German Finance Minister Wolfgang Schaeuble on Friday said that Germany is trying to adapt to a changing world, not create a “German Europe.” Greek finance chief Yanis Varoufakis asked for more time for the country’s fiscal adjustment. In a letter on Friday, 300 intellectuals from around the world noted that it was essential for the fiscal rules to be loosened to allow Greece more time to rebound and start to show results.

One thing is abundantly clear from all these voices: that more time is needed. For SYRIZA to start having more realistic expectations of its international creditors, for Germany to realize that austerity cannot just mean belt-tightening and for the policy of mutual concessions – small moves on the global geopolitical chessboard – to begin sinking in.

Greece is in a state of flux and adopting a hardline position can only lead to an impasse. The benevolent curiosity with which European governments are approaching Prime Minister Alexis Tsipras and Varoufakis is not a negotiating card for Greece – at least not on its own. Meanwhile, any indication that the government is adopting a more placatory stance will inevitably be met with strong resistance from within the ruling party. Pre-election promises of handouts and benefits come at a cost. On the other hand, Greece is already in a state of deprivation for which the political system as a whole is largely to blame.

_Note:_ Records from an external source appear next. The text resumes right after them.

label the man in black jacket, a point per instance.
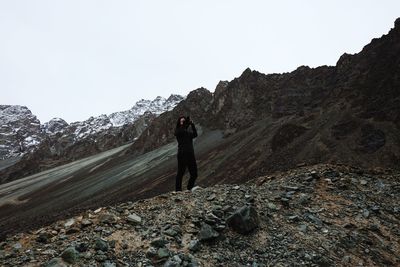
(184, 136)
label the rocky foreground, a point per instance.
(322, 215)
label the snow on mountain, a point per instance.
(21, 132)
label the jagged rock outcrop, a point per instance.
(196, 105)
(348, 113)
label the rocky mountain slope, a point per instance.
(56, 142)
(348, 113)
(321, 215)
(249, 127)
(19, 131)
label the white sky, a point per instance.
(76, 59)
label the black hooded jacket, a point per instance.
(184, 136)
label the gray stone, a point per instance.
(159, 242)
(101, 244)
(243, 220)
(86, 222)
(163, 253)
(70, 255)
(194, 245)
(108, 264)
(134, 218)
(108, 218)
(207, 233)
(56, 262)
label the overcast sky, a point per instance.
(76, 59)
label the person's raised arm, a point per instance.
(194, 131)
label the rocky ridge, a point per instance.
(322, 215)
(43, 146)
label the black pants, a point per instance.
(186, 159)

So a serious clash is on the cards; it is almost palpable. But to be able to survive discord and resistance of the scale that seems to loom before us so that the necessary reforms are passed and implemented, the country needs a national consensus and time. We have already paid dearly and inevitably for foot-dragging, backpedaling, clientelist concessions, populism and demagoguery.

Right now time does not mean an opportunity to hoodwink our foreign partners and creditors or to pretend to negotiate with people whose only interest is maintaining their party connections and their professional perks. Time – the kind of time the country needs right now – is in short supply, the developments are many and it all comes at a price.